There was a problem hiding this comment.
Incremental Review — commits f3abfe23 (SQLite chunking + multi-txid test) & 1cf3a4ce (lint)
Reviewed the two new commits since my last review of 2206d890.
Changes
-
SQLite batch chunking (
sqlite/offchain_tx_repo.go):GetOffchainTxsByTxidsnow chunks txid slices into batches of 500 (sqliteMaxBulkTxids) to stay underSQLITE_MAX_VARIABLE_NUMBER(default 999). Correct fix — the sqlcSLICEexpansion emits one?per txid, so unbounded input would blow the parameter limit. -
Multi-txid integration test (
service_test.go): Inserts two distinct offchain txs, fetches both + a missing txid in one call, and asserts no cross-txid checkpoint contamination. Good coverage of the row-grouping logic. -
Lint (
indexer.go): Field alignment in the timing log.
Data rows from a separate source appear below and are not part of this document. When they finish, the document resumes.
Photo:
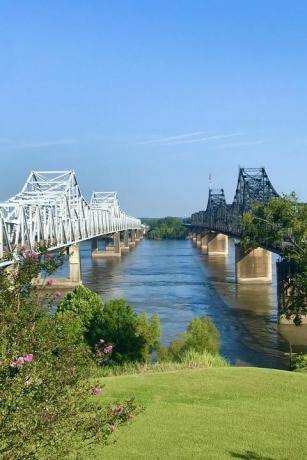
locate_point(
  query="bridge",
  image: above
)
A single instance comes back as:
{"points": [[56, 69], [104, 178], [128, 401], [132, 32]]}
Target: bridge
{"points": [[210, 229], [51, 209]]}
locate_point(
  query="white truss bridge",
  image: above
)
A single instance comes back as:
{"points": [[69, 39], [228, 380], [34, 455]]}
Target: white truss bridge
{"points": [[51, 208]]}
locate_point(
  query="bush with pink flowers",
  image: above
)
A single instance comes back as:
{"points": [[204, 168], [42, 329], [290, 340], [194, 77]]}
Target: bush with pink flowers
{"points": [[48, 393]]}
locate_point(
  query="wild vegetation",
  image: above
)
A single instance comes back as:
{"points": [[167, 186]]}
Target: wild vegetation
{"points": [[133, 338], [47, 373], [168, 228], [217, 413], [200, 337], [282, 223]]}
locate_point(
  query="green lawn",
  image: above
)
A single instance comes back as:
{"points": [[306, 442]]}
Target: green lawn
{"points": [[220, 413]]}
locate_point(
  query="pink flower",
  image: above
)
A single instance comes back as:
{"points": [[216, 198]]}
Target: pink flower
{"points": [[28, 358], [108, 349], [30, 254], [119, 410], [96, 391], [98, 353]]}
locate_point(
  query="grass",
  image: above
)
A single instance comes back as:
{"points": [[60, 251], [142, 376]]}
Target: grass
{"points": [[191, 360], [217, 413]]}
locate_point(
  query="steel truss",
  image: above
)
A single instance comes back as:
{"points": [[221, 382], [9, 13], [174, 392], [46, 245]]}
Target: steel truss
{"points": [[253, 186], [51, 208]]}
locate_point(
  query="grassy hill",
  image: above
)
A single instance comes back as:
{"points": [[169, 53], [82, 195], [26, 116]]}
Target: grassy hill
{"points": [[218, 413]]}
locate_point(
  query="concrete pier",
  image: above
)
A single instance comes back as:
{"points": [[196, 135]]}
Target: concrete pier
{"points": [[132, 238], [217, 244], [74, 264], [254, 266], [125, 243], [198, 239], [111, 250], [204, 243]]}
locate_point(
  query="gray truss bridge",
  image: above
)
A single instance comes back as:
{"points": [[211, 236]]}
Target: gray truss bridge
{"points": [[51, 209], [253, 186]]}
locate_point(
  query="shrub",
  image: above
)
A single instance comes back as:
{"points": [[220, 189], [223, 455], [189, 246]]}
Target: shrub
{"points": [[201, 336], [85, 303], [299, 363], [133, 338], [47, 402]]}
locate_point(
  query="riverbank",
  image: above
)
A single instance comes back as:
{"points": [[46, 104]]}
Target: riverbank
{"points": [[219, 413]]}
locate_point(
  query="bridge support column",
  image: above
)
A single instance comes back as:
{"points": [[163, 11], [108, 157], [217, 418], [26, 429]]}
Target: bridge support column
{"points": [[253, 267], [194, 237], [204, 243], [217, 244], [125, 242], [112, 250], [132, 238], [140, 234], [74, 264]]}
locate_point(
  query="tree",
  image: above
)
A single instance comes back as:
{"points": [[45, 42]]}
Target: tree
{"points": [[46, 406], [133, 338], [201, 335], [282, 223]]}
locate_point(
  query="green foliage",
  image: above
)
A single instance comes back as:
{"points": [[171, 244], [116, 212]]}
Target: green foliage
{"points": [[200, 337], [133, 338], [299, 363], [85, 303], [189, 360], [168, 228], [282, 223], [46, 399]]}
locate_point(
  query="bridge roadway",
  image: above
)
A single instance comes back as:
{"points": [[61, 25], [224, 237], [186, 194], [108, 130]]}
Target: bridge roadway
{"points": [[51, 209]]}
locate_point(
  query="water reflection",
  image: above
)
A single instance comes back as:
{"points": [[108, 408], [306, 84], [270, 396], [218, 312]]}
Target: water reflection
{"points": [[177, 281]]}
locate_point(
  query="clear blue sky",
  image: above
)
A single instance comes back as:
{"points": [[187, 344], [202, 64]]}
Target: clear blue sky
{"points": [[149, 97]]}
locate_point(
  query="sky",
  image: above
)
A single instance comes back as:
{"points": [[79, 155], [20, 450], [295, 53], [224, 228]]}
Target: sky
{"points": [[148, 98]]}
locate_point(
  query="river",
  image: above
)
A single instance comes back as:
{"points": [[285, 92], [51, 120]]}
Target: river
{"points": [[177, 281]]}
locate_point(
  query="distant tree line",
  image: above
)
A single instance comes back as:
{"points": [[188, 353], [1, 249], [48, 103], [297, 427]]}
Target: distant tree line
{"points": [[167, 228]]}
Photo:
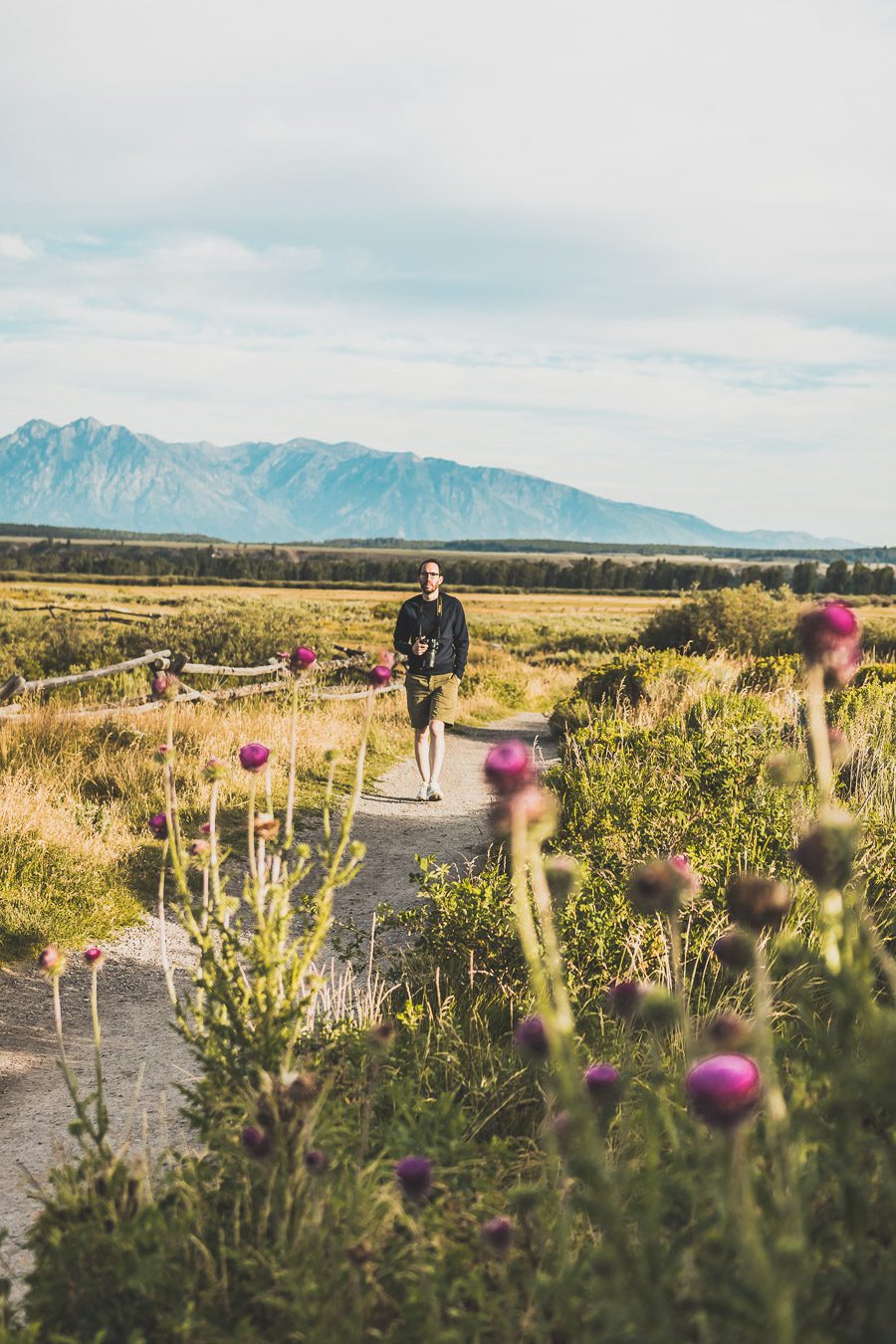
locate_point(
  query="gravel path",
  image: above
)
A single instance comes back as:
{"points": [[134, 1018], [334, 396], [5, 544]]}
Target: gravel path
{"points": [[140, 1045]]}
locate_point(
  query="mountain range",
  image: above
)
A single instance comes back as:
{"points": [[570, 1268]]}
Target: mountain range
{"points": [[93, 475]]}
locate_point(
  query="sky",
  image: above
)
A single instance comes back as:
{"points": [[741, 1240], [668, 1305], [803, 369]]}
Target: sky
{"points": [[645, 249]]}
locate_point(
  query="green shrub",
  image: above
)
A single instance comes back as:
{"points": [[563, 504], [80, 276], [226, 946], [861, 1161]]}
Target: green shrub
{"points": [[745, 620]]}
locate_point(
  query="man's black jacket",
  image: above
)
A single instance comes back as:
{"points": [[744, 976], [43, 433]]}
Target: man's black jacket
{"points": [[419, 617]]}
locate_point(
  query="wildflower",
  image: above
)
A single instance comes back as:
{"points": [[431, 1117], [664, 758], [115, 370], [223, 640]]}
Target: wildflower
{"points": [[535, 806], [265, 825], [51, 961], [730, 1032], [256, 1141], [734, 949], [531, 1037], [508, 767], [757, 902], [830, 637], [826, 852], [657, 887], [254, 757], [165, 686], [625, 998], [724, 1090], [301, 659], [563, 875], [603, 1083], [499, 1233], [415, 1176]]}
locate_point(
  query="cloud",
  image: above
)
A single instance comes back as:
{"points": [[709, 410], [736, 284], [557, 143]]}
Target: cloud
{"points": [[14, 248]]}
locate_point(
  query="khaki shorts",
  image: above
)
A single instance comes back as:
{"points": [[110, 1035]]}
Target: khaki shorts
{"points": [[431, 698]]}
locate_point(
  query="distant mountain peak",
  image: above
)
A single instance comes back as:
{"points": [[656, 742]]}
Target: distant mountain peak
{"points": [[93, 475]]}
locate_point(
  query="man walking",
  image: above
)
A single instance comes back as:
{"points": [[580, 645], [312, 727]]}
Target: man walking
{"points": [[431, 634]]}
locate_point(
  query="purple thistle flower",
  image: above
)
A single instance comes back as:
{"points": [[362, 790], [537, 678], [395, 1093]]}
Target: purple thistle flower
{"points": [[508, 767], [415, 1176], [51, 961], [158, 825], [830, 637], [256, 1141], [254, 757], [301, 659], [603, 1083], [531, 1037], [724, 1090], [499, 1233]]}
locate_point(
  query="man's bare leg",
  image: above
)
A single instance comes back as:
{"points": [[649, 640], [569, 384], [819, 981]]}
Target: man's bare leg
{"points": [[423, 750], [437, 755]]}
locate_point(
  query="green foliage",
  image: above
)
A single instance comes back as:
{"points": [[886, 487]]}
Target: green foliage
{"points": [[769, 672], [745, 620]]}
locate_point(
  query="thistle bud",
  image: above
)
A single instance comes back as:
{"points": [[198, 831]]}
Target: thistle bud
{"points": [[508, 767], [499, 1233], [603, 1083], [735, 951], [757, 902], [165, 686], [414, 1176], [254, 757], [657, 887], [256, 1141], [531, 1037], [826, 852], [724, 1090], [158, 825]]}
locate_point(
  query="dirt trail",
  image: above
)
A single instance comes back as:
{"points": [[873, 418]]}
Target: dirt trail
{"points": [[138, 1039]]}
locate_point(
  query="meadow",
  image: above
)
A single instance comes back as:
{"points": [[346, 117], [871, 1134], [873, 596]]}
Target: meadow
{"points": [[637, 1082]]}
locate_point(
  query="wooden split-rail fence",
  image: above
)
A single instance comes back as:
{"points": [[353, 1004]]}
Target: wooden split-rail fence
{"points": [[266, 679]]}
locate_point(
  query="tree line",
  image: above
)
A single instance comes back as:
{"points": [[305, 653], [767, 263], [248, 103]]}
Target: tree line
{"points": [[281, 564]]}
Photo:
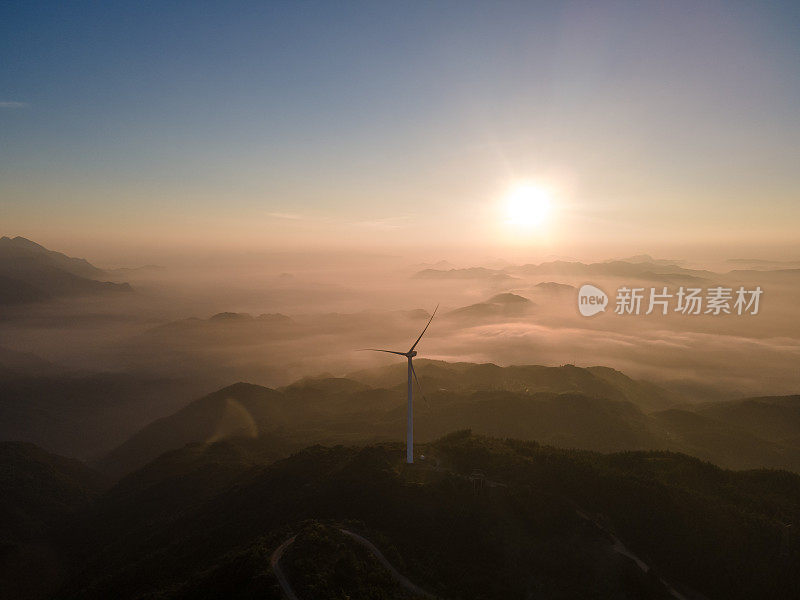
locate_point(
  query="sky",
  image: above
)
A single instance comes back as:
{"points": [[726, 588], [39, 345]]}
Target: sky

No-op.
Verdict
All three look correct. Specific notes:
sqliteMaxBulkTxids = 500: Sensible headroom under the 999 limit. The comment correctly explains why. ✅- Postgres impl (
postgres/offchain_tx_repo.go): No chunking — PG's default param limit is 65535, so this is fine for realistic workloads. No action needed now. - Cross-contamination assertions in the test (
require.NotContainsfor checkpoint txids across txs) are exactly the right thing to test given the grouped-row assembly. ✅ - No protocol-critical changes in this increment — it's purely infra plumbing and test coverage.
No new issues. Previous review findings still apply (see earlier comments re: %s vs %w for error wrapping).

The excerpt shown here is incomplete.